THIS WORKSHOP PRESENTS two papers that examine the resurgence of democracy in the region and its effects.
Evelyne Huber is Morehead Alumni Professor of Political Science and Chair of the Department of Political Science at the University of North Carolina, Chapel Hill. She studied at the University of Zurich and received both her M.A. (1973) and Ph.D. (1977) from Yale University. She is the author of The Politics of Workers' Participation: The Peruvian Approach in Comparative Perspective (1980); co-author of Democratic Socialism in Jamaica (with John D. Stephens, 1986); co-author of Capitalist Development and Democracy (with Dietrich Rueschemeyer and John D. Stephens, 1992); co-author of Development and Crisis of the Welfare State (with John D. Stephens, 2001); co-author of Democracy and the Left: Social Policy and Inequality in Latin America (with John. D. Stephens, 2012); co-winner of the Outstanding Book Award 1991-92 from the ASA Political Sociology Section, winner of the Best Book Award 2001 from the APSA Political Economy Section, and winner of the Outstanding Book Awards 2013 from the ASA Sociology of Development Section and the Political Economy of the World System Section.

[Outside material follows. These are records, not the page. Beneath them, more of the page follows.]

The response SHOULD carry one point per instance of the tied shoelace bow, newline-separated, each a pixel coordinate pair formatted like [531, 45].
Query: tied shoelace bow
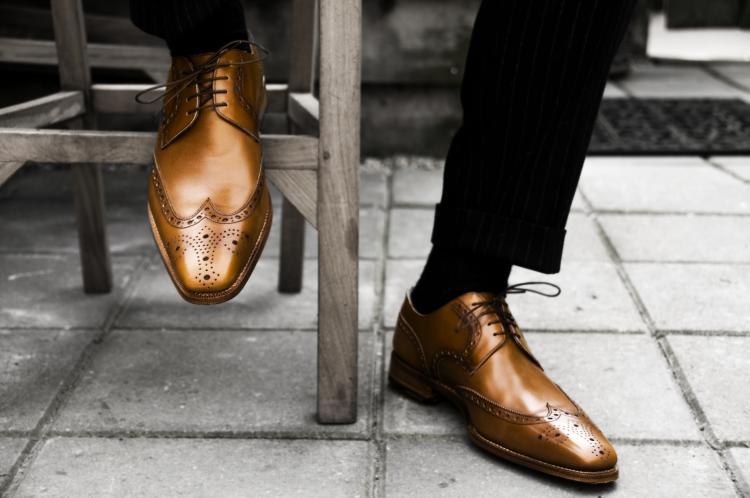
[203, 76]
[496, 306]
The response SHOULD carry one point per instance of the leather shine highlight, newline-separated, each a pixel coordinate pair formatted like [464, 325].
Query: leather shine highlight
[208, 202]
[485, 366]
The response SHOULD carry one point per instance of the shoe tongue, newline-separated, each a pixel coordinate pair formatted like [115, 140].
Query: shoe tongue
[200, 59]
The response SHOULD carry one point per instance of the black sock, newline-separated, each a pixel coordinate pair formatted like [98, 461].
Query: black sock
[212, 33]
[448, 274]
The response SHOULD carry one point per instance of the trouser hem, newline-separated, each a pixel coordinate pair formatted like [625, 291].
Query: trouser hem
[520, 243]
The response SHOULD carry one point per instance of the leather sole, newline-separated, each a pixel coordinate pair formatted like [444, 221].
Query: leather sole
[424, 389]
[237, 285]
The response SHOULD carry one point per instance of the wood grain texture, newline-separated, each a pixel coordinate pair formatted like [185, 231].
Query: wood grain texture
[88, 188]
[300, 188]
[121, 98]
[132, 147]
[8, 169]
[44, 111]
[338, 216]
[17, 50]
[302, 62]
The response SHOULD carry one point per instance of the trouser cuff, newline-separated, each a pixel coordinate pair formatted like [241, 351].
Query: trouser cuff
[532, 246]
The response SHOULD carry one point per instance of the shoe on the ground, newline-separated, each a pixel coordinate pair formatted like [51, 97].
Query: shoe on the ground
[208, 203]
[472, 353]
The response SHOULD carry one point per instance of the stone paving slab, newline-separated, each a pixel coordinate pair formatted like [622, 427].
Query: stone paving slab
[675, 81]
[737, 72]
[680, 185]
[50, 227]
[678, 238]
[373, 184]
[208, 381]
[371, 228]
[192, 467]
[716, 368]
[593, 297]
[47, 291]
[449, 467]
[33, 364]
[739, 166]
[410, 230]
[156, 303]
[10, 448]
[420, 186]
[591, 369]
[622, 381]
[694, 296]
[742, 458]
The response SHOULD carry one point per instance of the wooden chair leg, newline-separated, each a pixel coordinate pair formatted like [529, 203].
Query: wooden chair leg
[70, 38]
[292, 255]
[338, 212]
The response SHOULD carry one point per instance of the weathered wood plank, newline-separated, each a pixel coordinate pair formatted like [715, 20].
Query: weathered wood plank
[73, 68]
[300, 187]
[132, 147]
[8, 169]
[338, 214]
[121, 98]
[17, 50]
[304, 111]
[44, 111]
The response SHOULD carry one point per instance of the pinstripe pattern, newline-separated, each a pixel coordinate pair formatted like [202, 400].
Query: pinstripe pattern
[533, 81]
[534, 77]
[190, 26]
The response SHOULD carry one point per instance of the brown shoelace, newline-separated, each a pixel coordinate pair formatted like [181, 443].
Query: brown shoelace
[203, 77]
[495, 306]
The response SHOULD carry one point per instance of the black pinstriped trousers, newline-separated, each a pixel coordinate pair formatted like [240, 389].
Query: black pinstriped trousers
[533, 81]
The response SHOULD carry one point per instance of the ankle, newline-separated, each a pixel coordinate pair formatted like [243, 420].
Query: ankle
[449, 274]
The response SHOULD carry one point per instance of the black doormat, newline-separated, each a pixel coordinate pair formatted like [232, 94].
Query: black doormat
[672, 127]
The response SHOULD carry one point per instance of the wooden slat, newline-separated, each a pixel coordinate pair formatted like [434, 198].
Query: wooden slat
[299, 187]
[88, 188]
[8, 169]
[44, 111]
[121, 98]
[132, 147]
[338, 213]
[302, 62]
[304, 111]
[43, 52]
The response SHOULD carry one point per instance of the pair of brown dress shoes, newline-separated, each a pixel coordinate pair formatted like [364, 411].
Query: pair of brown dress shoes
[210, 213]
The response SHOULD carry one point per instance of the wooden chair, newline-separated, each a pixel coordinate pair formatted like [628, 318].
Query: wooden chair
[315, 167]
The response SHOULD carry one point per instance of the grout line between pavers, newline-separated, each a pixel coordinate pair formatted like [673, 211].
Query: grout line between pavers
[377, 487]
[699, 415]
[38, 435]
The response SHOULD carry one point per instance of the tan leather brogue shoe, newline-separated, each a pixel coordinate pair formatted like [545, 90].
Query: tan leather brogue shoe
[472, 353]
[208, 203]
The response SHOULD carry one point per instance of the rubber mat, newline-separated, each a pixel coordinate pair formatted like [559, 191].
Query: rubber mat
[672, 127]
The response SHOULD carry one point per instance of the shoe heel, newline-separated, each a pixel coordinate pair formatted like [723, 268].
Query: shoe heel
[410, 381]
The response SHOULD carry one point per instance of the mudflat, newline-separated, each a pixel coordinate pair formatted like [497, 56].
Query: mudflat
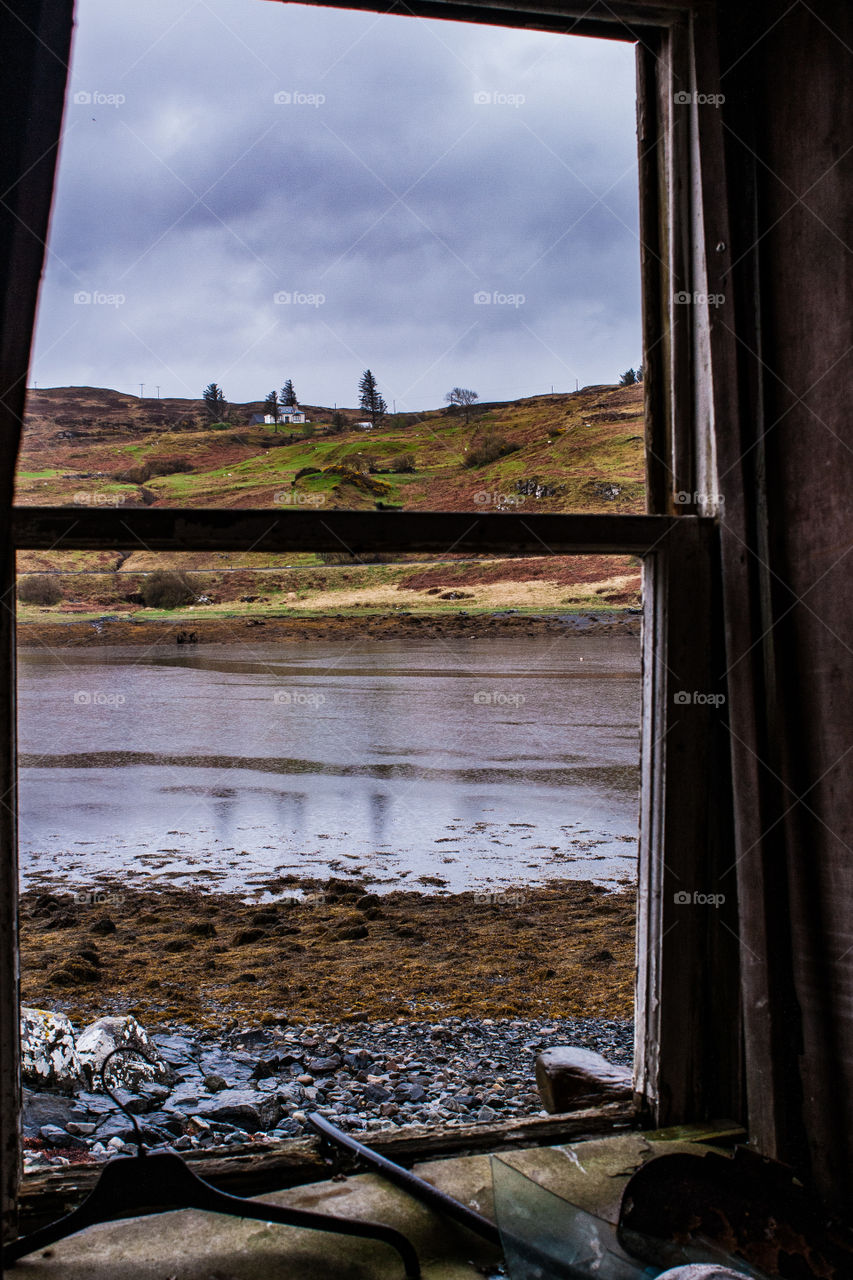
[328, 950]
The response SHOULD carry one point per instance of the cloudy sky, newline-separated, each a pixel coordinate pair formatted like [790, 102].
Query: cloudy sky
[250, 192]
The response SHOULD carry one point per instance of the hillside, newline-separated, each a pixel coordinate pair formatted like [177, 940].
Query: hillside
[565, 452]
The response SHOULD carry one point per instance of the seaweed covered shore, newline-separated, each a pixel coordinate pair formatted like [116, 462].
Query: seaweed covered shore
[328, 950]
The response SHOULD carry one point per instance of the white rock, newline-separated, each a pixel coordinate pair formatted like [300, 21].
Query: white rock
[126, 1070]
[49, 1057]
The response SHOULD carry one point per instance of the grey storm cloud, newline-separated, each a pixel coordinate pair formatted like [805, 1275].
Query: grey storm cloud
[252, 191]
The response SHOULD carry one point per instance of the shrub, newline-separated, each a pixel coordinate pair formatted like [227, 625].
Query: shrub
[39, 589]
[346, 558]
[165, 589]
[489, 451]
[154, 467]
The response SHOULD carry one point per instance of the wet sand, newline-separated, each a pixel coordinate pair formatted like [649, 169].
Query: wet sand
[328, 951]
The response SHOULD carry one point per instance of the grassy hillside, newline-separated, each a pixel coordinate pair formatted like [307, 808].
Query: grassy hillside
[566, 452]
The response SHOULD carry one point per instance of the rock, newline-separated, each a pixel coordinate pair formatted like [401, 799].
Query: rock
[351, 932]
[254, 1037]
[49, 1056]
[153, 1095]
[569, 1078]
[41, 1109]
[56, 1137]
[104, 924]
[127, 1070]
[243, 1107]
[323, 1064]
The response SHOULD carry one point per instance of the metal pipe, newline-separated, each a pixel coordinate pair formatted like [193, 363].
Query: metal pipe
[409, 1182]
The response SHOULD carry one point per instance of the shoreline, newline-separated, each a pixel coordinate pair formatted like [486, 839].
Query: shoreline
[263, 626]
[328, 950]
[383, 1014]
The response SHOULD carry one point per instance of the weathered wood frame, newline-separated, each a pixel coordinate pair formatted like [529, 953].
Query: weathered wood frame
[688, 977]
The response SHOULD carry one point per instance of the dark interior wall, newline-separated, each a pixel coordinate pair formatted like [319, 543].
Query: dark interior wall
[793, 71]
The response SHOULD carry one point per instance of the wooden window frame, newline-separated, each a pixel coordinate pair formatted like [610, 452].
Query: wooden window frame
[688, 1055]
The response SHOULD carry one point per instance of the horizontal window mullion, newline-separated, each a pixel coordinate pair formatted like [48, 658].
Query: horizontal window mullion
[165, 529]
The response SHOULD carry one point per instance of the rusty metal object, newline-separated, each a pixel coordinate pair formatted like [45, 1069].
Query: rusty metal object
[746, 1205]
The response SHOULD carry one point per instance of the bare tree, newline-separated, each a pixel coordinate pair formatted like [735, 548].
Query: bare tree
[463, 398]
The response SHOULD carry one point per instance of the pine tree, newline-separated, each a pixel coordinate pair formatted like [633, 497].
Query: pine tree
[272, 407]
[370, 400]
[215, 403]
[463, 398]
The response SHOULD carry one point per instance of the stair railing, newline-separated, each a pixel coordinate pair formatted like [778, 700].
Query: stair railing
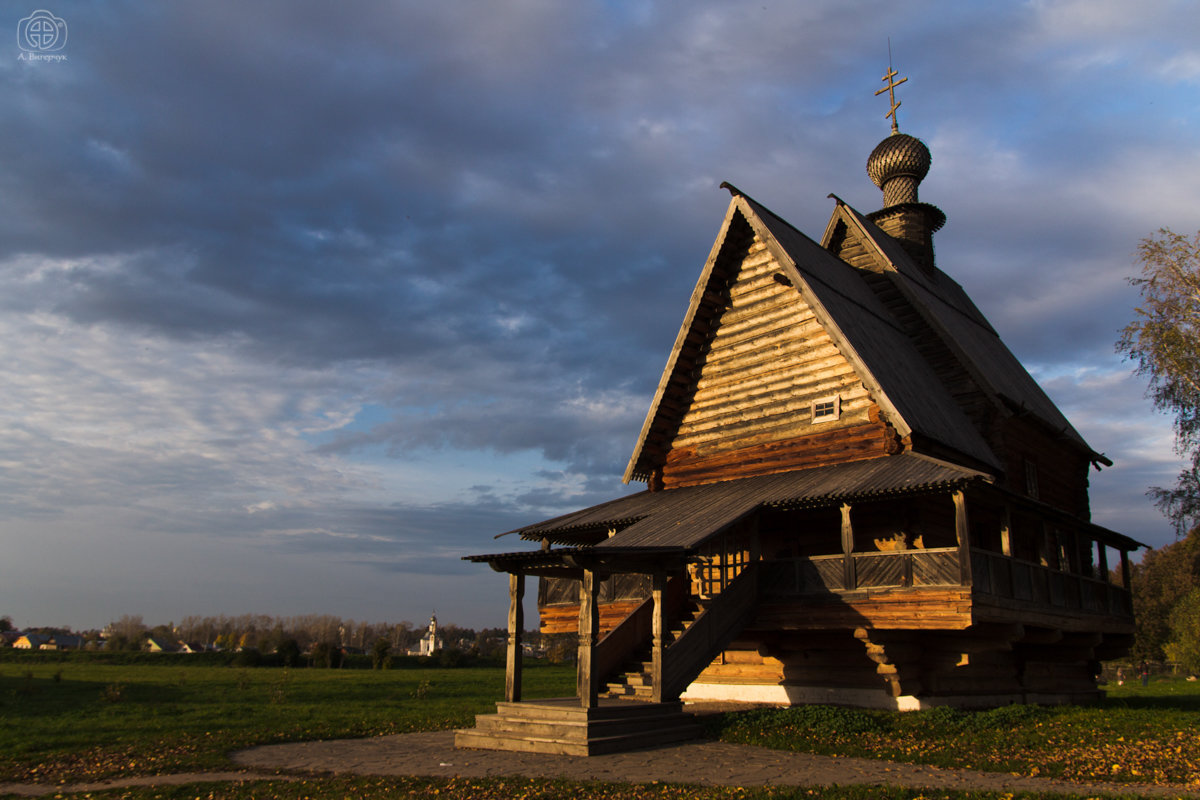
[724, 618]
[618, 644]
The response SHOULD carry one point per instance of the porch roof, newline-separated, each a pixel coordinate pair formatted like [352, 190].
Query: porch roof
[685, 517]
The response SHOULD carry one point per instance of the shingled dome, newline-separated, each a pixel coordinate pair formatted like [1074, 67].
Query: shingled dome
[897, 166]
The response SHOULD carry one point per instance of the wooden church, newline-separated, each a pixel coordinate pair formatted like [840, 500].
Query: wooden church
[856, 494]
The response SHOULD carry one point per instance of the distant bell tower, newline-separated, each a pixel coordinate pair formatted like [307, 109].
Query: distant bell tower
[897, 166]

David Smilde is a senior fellow at WOLA (Washington Office on Latin America) specializing in Venezuela. He is the Charles A. and Leo M. Favrot Professor of Human Relations at Tulane University and moderates the WOLA Venezuela Politics and Human Rights blog. His research focuses on social movements, human rights and culture in Venezuela. He is currently working on a book manuscript called Venezuela’s Transition to Socialism: Politics and Human Rights under Chávez, 2008-2012. Professor Smilde’s edited volume (with Daniel Hellinger) Venezuela’s Bolivarian Democracy: Participation, Politics and Culture under Chávez (2011) looks at forms of citizen participation in contemporary Venezuela. His book (with Margarita Lopez Maya and Keta Stephany) Protesta y Cultura en Venezuela: Los Marcos de Acción Colectiva en 1999 (2002) looks at Street protest in the first year of the Chávez government.